Seka is a fourth year student of Management at the Universite Laique Adventiste de Kigali (UNILAK). He was elected last year to represent students’ guilds from East-African countries of Kenya, Tanzania, Uganda, Rwanda, and Burundi.

He criticized theoretical ways of learning and urged fellow students’ representatives to always put what they read into practice as it was the only means of fighting the biting poverty in their countries.

"We have seen Masters Degree holders who have read books and booklets but who are unable to do anything today," he said.

"The time will come when we will sing one anthem as East Africans," Prof. Anastase Shyaka who leads NUR’s Centre for Conflicts Management told the students. "You are taking the lead today and you have a chance of being tomorrow’s leaders as well."

Prof. Shyaka is also the chairperson of Rwanda’s National Consultative Committee on the EAC. He advised students in the region to develop exchange programmes among universities in order to learn a wide range of issues in surrounding countries.

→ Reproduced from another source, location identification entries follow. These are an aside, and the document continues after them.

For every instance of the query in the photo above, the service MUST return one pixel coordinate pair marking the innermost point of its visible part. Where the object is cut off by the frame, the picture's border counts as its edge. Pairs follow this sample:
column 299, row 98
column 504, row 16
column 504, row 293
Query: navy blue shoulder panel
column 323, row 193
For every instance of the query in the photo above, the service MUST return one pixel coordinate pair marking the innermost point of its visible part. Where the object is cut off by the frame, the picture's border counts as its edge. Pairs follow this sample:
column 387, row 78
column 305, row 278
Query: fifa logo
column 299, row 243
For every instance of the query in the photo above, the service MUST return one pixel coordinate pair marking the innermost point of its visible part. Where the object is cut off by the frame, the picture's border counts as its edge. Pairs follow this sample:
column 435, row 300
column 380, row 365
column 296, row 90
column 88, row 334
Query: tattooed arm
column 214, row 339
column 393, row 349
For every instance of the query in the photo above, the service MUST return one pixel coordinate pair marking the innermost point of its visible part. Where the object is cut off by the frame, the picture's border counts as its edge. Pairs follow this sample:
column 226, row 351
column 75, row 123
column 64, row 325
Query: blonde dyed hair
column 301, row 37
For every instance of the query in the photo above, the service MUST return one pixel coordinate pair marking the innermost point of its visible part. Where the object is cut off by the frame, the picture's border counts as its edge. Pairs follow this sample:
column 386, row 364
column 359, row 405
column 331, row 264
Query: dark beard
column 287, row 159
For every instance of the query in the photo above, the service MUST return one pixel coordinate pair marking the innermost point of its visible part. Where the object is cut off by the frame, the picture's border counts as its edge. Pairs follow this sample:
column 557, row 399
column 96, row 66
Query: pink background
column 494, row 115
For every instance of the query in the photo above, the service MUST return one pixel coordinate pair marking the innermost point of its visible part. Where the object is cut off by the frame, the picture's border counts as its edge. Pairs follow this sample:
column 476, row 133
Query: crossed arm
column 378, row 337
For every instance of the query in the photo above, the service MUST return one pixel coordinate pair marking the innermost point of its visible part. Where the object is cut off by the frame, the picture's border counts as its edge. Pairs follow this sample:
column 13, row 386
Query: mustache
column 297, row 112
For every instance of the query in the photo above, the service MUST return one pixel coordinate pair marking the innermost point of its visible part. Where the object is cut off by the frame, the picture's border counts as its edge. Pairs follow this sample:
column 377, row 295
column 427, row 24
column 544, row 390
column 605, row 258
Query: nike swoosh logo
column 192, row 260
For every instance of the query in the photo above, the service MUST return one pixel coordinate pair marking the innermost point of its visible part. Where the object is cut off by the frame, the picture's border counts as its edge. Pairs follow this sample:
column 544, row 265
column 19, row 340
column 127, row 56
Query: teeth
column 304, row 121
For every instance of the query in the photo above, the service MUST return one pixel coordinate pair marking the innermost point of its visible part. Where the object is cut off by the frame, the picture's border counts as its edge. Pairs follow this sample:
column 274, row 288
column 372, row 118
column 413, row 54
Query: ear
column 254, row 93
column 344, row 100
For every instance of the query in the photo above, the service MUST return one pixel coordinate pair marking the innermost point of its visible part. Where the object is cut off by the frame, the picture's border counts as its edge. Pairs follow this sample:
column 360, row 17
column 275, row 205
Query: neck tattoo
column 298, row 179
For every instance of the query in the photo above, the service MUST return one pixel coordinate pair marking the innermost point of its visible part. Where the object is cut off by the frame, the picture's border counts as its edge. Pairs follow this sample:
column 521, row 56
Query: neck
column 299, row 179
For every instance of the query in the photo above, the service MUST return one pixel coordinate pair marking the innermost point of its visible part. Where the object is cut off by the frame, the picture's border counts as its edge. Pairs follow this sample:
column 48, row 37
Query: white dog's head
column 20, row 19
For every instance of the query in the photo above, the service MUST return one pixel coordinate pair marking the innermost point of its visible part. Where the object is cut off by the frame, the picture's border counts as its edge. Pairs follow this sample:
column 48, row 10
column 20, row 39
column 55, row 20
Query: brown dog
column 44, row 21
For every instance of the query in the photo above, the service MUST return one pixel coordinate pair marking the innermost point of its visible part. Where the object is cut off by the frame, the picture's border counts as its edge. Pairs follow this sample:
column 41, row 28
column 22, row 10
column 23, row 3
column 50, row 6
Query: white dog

NUR’s lecturers briefed participants on the concept of entrepreneurship and the role of ICT in the country’s development.

Commenting on theme, Claver Yisa Kamana, the Director of Planning in Rwanda’s Ministry of Education said, "It is exactly what we need. "I don’t think you could have chosen a better theme than this one."

He said that countries from the regional block are in the process of harmonizing their education systems and the knowledge-based economy is likely to guide education goals in the region.

"The whole world is led by ICT today. Let us not miss this digital revolution," he said.

Participants committed themselves to disseminate the message got from the conference to members of their associations.

"We should set good examples in the society as leaders," said Doris Cornel of the Institute of Social Work in Dar-es-Salaam, Tanzania.